Billet rédigé par Marie Fradette, spécialiste de la littérature jeunesse
« Peregrin longe une rue aux maisons penchées, rouges, bleues et tachetées d’ombres. Étrange ! Il tient dans ses mains un petit bocal, dans lequel un poisson du nom de Nickeling tourne en rond, monte et descend. » Cette étonnante promenade prend des airs encore plus loufoques lorsque le poisson grossit, sort du bocal, porte le petit garçon sur son dos et l’emmène découvrir le vaste monde qui « est semé d’embuches, surgissant on ne sait où, on ne sait quand, et [où] il est difficile [de] vivre aujourd’hui comme demain ». Malgré tout, il poursuit sa traversée jusqu’à la ville où le poisson le dépose, le rassurant sur le bonheur qu’il y trouvera.
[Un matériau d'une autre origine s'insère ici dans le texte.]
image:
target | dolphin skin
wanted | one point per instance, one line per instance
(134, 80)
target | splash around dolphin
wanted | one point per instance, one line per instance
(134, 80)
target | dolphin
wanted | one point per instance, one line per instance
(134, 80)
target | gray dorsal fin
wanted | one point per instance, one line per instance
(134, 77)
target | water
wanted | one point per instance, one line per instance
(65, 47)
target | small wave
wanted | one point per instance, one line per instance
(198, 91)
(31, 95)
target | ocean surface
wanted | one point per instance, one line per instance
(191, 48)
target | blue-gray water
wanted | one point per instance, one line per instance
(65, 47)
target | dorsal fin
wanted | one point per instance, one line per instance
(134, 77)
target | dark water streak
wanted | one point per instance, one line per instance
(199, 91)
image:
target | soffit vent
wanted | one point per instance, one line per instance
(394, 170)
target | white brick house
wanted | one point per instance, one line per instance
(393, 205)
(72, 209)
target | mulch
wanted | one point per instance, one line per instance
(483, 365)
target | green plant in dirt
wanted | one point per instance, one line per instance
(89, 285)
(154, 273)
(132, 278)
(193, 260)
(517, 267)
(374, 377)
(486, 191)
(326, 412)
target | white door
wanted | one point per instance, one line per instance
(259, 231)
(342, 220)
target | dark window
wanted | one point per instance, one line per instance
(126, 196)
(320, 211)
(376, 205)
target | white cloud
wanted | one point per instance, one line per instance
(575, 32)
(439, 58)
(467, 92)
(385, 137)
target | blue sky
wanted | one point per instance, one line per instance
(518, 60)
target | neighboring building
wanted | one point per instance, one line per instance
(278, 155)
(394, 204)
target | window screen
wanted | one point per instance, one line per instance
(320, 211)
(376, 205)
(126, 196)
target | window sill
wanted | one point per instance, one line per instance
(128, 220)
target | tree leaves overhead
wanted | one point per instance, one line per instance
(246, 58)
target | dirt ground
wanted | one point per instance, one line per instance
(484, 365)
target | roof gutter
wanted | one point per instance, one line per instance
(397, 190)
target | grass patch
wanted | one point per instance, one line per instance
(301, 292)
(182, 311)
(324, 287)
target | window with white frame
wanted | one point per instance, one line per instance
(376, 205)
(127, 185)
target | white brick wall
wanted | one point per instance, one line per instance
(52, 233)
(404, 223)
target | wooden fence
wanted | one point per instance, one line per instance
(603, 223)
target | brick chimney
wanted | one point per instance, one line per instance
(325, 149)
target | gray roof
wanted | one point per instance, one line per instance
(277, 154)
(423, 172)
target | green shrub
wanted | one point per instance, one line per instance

Là, des amis lui offrent à manger, l’habillent. La vie est généreuse, les habitants accueillants, tout le monde fait ce qui le rend heureux sans déplaire à personne. « Qui, ici, voudrait paresser, et se priver de montrer de quoi sont capables ses mains habiles ainsi que son cœur généreux ? » Ainsi va la vie dans cette ville parfaite où règne la solidarité, l’entraide, le plaisir et l’amitié. Mais cela existe-t-il vraiment ?
Si le texte de cet album peut plaire aux petits, les plus grands y trouveront les grands thèmes du récit de formation. Le voyage, l’apprentissage, les rencontres, les embuches ou encore les efforts entrepris pour voir naitre un monde meilleur participent de cette ode à la vie.
Cet album atypique écrit en 1923 par la nièce du célèbre psychanalyste Sigmund Freud est un petit bijou d’avant-garde, dans lequel l’auteure évoque de façon fantasmagorique les bases d’un monde idéal. Si la forme de l’album reste conventionnelle, avec un format à l’italienne, alternant de façon méthodique les pages de texte et les illustrations, l’auteure fait preuve de modernité et d’audace dans le contenu. Dans cette période sombre qu’est celle de l’après-guerre, le texte de Tom Siedmann-Freud, pseudonyme de Marta Siedmann-Freud, porte un baume sur le marasme sociale en mettant en scène l’espoir d’une vie meilleure, d’une humanité fraternelle où tout semble possible. La poésie qui émane du texte appuie par ailleurs cette envolée idyllique assurant une fusion tout à fait naturelle et brillante entre le sujet et sa forme. Les illustrations, aussi signées Tom S-F, expriment toute la candeur inscrite dans le texte. L’absence de perspective claires, l’abondance de couleurs et la douceur du trait épousent l’espérance du propos. Ce qui frappe dans cette luminosité c’est qu’elle tranche avec la vie tragique de l’auteure qui s’est donné la mort en 1930. Son œuvre, tombée dans l’oubli, a été redécouverte dans les années 1980 avec Bateau magique. La publication de Voyage en poisson, co-édité par Albin Michel et la BNF, est la première traduction française du titre. Ces détails se retrouvent d’ailleurs dans la postface de l’ouvrage permettant de mieux connaitre et comprendre l’artiste et son œuvre.